Newsweek.com Skips Obama’s Snub of Berlin Wall, Pretends He’s Already Been There

November 6th, 2009 4:11 PM

A Newsweek.com article on Tuesday celebrated historic speeches by U.S. Presidents at the Berlin Wall, somehow ignoring the fact that Barack Obama has decided not to go to Germany to celebrate the 20th anniversary of the collapse of communism. At the same time, the piece, by Anita Kirpalani, pretended that President Obama has made such a trip.

The article, entitled, "Ich Bin Ein Speechmaker: Historic speeches by visiting American presidents have left an outsize footprint on Berlin," listed visits by John F. Kennedy, Ronald Reagan, Bill Clinton, George W. Bush and Barack Obama. Obama’s entry insisted, "President: Barack Obama- Date: July 24, 2008." This was prior to his election and was only in the city of Berlin, not at the wall. The article notes these facts. So, why list him as President when he wasn't? The rest of the piece is vague on this point.

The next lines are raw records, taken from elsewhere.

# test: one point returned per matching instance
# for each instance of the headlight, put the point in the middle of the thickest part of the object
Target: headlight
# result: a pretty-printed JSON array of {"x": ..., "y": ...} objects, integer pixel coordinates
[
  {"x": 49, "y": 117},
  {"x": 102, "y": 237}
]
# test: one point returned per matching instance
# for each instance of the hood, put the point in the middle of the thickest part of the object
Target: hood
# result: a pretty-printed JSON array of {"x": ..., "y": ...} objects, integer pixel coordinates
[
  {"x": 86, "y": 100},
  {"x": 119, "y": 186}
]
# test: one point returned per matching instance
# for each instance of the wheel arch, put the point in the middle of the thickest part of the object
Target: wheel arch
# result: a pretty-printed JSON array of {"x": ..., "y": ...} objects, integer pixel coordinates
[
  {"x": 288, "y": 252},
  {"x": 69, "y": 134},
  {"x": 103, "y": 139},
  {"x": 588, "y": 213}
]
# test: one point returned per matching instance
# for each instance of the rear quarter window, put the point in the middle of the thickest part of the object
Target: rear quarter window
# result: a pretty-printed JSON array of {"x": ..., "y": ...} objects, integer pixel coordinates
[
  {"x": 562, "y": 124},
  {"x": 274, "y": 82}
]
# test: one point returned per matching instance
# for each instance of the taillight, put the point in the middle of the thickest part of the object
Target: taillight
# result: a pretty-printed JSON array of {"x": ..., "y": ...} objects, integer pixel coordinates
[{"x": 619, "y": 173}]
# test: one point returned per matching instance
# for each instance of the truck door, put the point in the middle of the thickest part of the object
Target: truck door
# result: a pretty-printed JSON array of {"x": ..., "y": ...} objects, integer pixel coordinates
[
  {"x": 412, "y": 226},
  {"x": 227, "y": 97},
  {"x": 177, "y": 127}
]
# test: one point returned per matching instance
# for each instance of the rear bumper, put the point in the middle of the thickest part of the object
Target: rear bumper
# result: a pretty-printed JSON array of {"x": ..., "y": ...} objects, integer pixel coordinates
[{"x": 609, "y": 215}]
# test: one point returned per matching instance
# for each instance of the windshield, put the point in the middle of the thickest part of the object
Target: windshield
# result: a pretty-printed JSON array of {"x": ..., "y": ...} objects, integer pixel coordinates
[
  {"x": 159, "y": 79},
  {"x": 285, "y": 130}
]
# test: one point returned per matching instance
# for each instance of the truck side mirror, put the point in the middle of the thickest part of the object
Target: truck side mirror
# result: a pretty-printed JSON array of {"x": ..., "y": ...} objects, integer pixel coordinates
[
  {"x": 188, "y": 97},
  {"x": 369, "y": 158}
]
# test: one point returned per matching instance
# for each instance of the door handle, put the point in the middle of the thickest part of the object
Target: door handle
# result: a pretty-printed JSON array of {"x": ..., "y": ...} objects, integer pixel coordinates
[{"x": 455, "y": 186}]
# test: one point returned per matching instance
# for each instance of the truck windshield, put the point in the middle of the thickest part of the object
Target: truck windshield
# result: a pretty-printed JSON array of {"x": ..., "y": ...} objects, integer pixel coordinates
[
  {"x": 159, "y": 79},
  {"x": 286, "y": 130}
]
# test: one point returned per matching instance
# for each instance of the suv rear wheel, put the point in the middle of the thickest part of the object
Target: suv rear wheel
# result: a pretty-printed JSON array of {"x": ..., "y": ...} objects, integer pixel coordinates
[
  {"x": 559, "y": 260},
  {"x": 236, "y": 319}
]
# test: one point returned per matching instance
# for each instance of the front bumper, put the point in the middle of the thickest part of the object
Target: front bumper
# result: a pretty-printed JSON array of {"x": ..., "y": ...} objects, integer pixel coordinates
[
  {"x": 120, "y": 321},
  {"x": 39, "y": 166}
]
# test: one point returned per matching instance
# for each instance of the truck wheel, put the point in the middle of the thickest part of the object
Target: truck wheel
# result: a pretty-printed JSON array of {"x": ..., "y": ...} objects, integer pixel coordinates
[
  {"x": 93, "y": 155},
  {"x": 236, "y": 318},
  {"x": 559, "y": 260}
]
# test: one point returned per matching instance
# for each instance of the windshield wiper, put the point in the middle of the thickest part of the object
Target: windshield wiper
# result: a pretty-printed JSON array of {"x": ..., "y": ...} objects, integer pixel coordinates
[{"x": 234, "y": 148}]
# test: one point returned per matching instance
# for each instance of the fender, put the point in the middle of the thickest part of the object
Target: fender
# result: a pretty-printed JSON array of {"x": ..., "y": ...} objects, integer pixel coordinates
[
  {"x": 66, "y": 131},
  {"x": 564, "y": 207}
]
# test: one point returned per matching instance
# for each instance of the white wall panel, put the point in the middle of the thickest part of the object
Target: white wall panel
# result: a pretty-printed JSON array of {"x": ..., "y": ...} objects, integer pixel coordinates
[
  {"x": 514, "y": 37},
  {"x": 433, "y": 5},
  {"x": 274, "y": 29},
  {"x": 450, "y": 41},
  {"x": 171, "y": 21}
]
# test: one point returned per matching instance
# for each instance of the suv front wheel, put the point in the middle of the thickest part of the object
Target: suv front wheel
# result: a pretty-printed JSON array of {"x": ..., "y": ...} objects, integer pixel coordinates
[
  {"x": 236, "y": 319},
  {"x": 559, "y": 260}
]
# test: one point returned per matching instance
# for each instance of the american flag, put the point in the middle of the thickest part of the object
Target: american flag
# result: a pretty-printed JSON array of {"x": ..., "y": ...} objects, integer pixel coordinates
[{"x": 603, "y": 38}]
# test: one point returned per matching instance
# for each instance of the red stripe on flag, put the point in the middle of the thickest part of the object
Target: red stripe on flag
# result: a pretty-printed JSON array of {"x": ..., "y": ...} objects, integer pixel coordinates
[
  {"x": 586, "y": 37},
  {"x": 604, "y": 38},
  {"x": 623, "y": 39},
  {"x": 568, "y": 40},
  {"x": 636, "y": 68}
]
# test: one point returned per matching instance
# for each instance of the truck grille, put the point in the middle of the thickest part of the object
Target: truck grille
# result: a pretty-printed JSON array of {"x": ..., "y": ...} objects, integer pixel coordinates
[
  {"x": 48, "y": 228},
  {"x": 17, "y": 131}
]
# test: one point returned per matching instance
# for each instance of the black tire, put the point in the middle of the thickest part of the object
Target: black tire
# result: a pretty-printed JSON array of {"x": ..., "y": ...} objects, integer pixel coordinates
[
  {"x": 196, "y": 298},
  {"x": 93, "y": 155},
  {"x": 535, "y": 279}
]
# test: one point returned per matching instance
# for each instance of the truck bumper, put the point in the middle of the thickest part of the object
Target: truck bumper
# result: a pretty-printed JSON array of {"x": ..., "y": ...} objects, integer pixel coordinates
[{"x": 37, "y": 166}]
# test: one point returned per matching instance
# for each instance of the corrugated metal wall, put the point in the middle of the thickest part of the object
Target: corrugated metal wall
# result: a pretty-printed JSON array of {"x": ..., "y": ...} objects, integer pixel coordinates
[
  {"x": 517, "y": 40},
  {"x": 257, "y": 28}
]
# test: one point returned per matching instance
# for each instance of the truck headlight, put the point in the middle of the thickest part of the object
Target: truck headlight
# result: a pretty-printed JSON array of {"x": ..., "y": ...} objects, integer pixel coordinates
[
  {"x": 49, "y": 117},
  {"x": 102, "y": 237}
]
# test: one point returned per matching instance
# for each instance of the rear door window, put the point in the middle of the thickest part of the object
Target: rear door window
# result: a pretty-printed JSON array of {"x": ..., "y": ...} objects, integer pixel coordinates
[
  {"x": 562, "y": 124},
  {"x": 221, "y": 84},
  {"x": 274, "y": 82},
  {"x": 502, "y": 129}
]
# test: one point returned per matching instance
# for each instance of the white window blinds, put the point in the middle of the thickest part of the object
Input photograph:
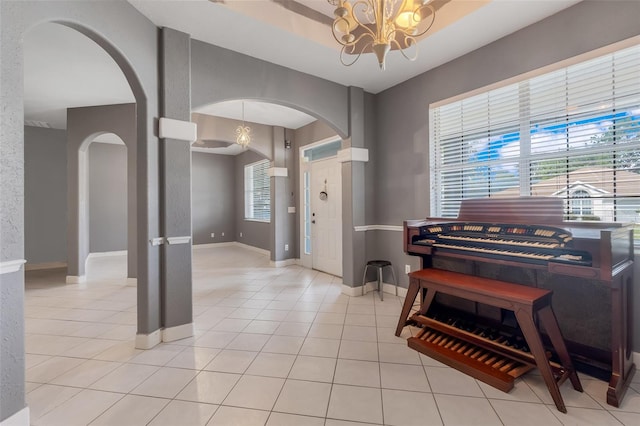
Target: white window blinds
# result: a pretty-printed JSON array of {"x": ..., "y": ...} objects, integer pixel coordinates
[
  {"x": 257, "y": 192},
  {"x": 573, "y": 133}
]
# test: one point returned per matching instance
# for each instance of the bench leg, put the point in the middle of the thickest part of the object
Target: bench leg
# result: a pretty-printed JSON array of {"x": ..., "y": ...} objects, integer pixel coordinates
[
  {"x": 409, "y": 299},
  {"x": 550, "y": 324},
  {"x": 531, "y": 335}
]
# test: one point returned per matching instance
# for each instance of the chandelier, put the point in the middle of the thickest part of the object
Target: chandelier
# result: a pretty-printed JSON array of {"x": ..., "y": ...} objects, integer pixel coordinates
[
  {"x": 362, "y": 26},
  {"x": 243, "y": 133}
]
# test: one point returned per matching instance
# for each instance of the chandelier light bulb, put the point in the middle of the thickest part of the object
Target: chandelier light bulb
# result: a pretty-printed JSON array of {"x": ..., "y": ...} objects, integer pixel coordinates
[
  {"x": 243, "y": 133},
  {"x": 378, "y": 26}
]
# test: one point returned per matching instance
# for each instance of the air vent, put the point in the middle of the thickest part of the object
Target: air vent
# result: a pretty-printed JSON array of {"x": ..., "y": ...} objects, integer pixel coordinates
[{"x": 35, "y": 123}]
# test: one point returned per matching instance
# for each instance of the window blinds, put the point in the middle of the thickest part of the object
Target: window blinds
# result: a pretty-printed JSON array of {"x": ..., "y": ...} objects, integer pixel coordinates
[
  {"x": 573, "y": 133},
  {"x": 257, "y": 190}
]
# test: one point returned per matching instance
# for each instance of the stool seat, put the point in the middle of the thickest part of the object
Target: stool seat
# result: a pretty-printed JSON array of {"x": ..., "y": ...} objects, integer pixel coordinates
[{"x": 379, "y": 265}]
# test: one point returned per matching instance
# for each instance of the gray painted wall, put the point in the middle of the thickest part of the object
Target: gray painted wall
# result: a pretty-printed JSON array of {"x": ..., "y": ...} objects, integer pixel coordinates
[
  {"x": 133, "y": 45},
  {"x": 401, "y": 155},
  {"x": 45, "y": 204},
  {"x": 84, "y": 124},
  {"x": 219, "y": 74},
  {"x": 213, "y": 198},
  {"x": 256, "y": 234},
  {"x": 107, "y": 197}
]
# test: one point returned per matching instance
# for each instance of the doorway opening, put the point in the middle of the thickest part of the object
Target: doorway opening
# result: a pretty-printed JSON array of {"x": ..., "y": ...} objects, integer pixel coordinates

Kirpalani began, "Five American presidents delivered addresses at the Berlin Wall and, 20 years after its fall, the city is still considered a prime venue for American presidents to deliver important speeches." No mention is made of the President’s decision to snub German President Angela Merkel and not attend the upcoming 20th anniversary ceremonies.

Further, Kirpalani asserted, "...[Obama’s] plea for the fall of all walls echoed every earlier presidential speech, and the crowd of 200,000 was more than four times the number that attended Reagan's 1987 speech."

However, in a November 3 column, National Review editor Rich Lowry pointed out:

Obama famously made a speech in Berlin during last year's campaign, but at an event devoted to celebrating himself as the apotheosis of world hopefulness. He said of 1989, "a wall came down, a continent came together, and history proved that there is no challenge too great for a world that stands as one."

The line was typical Obama verbal soufflé, soaring but vulnerable to collapse upon the slightest jostling from logic or historical fact. The wall came down only after the free world resolutely stood against the Communist bloc. Rather than a warm-and-fuzzy exercise in global understanding, the Cold War was another iteration of the 20th century's long war between totalitarianism and Western liberalism. The West prevailed on the back of American strength.

Newsweek.com's full entry on Obama's visit:

President: Barack Obama
Date: July 24, 2008
 
Obama hadn't even been elected when he went to Berlin during his 2008 campaign. For that reason, the Germans did not allow him to speak at the Brandenburg Gate—they reserve it for presidential speeches. But his plea for the fall of all walls echoed every earlier presidential speech, and the crowd of 200,000 was more than four times the number that attended Reagan's 1987 speech. 

In a 20th anniversary piece on the fall of the Berlin Wall, the very least Newsweek could do is acknowledge the bewildering decision by Obama to turn down an invitation to Germany.